Seurat’s piece is a rough, shadowy depiction of a women sitting, holding a parasol and wearing a hat. The outline of her large skirt fills the bottom of the piece. As suggested in the title, the drawing is a study for Seurat’s famous A Sunday Afternoon on the Island of La Grande Jatte, 1884, and it as rendered in a similar fashion. However, Seated Women with a Parasol is monochromatic and appears rougher and smudged.
There is an eerie ghostly appearance to this piece. The figure’s head is turned away and left blank, leaving her mysterious. Shades of grey behind the women create an atmosphere suggesting a body of water and the smudged stippling throughout the drawing mimics a rough film grain, giving this drawing a slight photographic quality. The torso is built up to a rich velvety black, which stands out against the light background. The figure’s hand is rendered in such a way that is implies motion caught on film. While I don’t necessarily think this was Seurat’s intention I do find that it adds liveliness to his drawing.
Although it is beautiful it is also, simultaneously, unsettling, which is why I am so attracted to it. The image shifts back and forth from being a lovely black and white drawing of a woman by the lake to an ephemeral photograph of some ghostly apparition on a foggy shore.
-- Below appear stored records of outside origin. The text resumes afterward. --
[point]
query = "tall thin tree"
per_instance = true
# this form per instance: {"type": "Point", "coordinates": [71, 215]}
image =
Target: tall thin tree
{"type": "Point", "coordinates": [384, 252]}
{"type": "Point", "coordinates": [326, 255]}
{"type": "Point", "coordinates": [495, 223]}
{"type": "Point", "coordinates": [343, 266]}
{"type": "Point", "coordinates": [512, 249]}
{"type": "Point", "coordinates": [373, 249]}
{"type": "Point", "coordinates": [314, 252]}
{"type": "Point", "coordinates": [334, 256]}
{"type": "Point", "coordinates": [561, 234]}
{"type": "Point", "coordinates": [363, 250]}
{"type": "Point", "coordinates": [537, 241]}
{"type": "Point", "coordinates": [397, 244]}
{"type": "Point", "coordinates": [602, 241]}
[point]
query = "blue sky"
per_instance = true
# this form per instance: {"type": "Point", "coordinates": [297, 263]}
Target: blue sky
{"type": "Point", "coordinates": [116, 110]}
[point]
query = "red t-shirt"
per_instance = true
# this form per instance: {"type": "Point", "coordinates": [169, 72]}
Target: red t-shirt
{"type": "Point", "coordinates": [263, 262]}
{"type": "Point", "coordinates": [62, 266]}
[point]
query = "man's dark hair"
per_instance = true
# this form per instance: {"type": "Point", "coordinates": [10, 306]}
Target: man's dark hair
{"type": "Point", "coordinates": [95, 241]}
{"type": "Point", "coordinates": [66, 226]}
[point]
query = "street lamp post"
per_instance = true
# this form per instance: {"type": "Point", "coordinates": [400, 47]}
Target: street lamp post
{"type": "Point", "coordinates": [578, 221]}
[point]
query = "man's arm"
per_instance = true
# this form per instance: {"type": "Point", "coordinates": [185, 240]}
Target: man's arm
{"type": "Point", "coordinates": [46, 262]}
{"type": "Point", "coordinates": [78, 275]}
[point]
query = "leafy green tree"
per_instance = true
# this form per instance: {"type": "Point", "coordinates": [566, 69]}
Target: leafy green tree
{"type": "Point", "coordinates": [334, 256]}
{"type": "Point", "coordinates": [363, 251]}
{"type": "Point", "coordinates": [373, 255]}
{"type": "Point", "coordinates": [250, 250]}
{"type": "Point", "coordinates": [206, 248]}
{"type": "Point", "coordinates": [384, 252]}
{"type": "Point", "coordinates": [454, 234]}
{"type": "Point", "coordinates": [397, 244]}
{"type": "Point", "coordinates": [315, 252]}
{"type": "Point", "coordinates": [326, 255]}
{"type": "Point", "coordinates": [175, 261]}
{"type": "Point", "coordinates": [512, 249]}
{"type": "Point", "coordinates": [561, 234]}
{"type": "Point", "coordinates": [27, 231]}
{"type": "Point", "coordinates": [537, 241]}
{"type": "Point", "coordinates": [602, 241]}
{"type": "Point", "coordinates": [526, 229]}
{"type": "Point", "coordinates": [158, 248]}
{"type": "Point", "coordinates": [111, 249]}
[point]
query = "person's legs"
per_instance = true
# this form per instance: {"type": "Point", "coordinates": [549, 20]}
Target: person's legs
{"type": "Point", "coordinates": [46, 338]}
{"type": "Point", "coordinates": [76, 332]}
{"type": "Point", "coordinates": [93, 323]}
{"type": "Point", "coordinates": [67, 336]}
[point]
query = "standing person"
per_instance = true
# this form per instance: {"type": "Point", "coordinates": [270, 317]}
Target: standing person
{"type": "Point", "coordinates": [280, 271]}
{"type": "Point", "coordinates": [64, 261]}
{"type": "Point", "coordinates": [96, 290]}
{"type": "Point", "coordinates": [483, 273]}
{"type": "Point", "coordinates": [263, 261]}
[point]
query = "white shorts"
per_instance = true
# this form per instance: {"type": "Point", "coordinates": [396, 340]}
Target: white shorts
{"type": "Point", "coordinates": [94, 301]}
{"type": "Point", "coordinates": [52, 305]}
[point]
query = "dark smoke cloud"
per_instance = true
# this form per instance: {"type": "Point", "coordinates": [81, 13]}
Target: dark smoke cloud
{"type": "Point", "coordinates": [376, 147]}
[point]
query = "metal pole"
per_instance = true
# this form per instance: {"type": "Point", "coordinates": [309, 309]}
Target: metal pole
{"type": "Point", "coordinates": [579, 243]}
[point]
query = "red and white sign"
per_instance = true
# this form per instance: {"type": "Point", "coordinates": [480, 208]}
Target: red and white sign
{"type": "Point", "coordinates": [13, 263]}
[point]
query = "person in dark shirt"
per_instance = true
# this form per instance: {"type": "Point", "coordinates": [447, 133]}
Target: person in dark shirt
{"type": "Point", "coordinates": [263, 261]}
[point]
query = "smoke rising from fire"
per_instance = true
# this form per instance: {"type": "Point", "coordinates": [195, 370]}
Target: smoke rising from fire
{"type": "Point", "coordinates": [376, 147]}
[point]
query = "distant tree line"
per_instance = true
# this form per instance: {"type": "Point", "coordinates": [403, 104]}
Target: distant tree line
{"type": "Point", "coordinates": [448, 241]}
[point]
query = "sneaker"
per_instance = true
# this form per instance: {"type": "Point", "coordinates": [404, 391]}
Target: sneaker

The Pollaiuolo piece is my other favorite, namely because I find it amusing. (The title alone, Battle of the Naked Men, makes me smirk.) As the title suggests, this engraving depicts ten very naked men fighting. All the men are rendered with light grey hatching against darker grey and black hatching. All the hatching is done in a downward forty-five degree left to right motion.
This piece is also highly homoerotic: the two pairs of men in the foreground appear with one on top of the other. The man in the top most left corned is behind another man, penetrating him with an arrow. All the men are shown to be in their prime and in ideal physical condition. They all wield large swords, which are suggestive and phallic by nature.
Although all the figures are in motion, they appear stiff, as if they have been posed: holding themselves in staged action poses instead of actually fighting. Staggering the figures, one group in front of the other, creates depth. Space is implied, however, it still feels flat and crowded.
Of the two pieces Seurat’s is my favorite. The violence in Pollaiuolo’s piece is so embellished that I find it too frank to be interesting. Seurat’s piece, however, has a subtle ethereal quality that truly entices me. In my own body of work, I strive to create pieces that are beautiful and disturbing at the same time. Seurat’s piece, for me, emulates this duality, which is why I chose it as my favorite.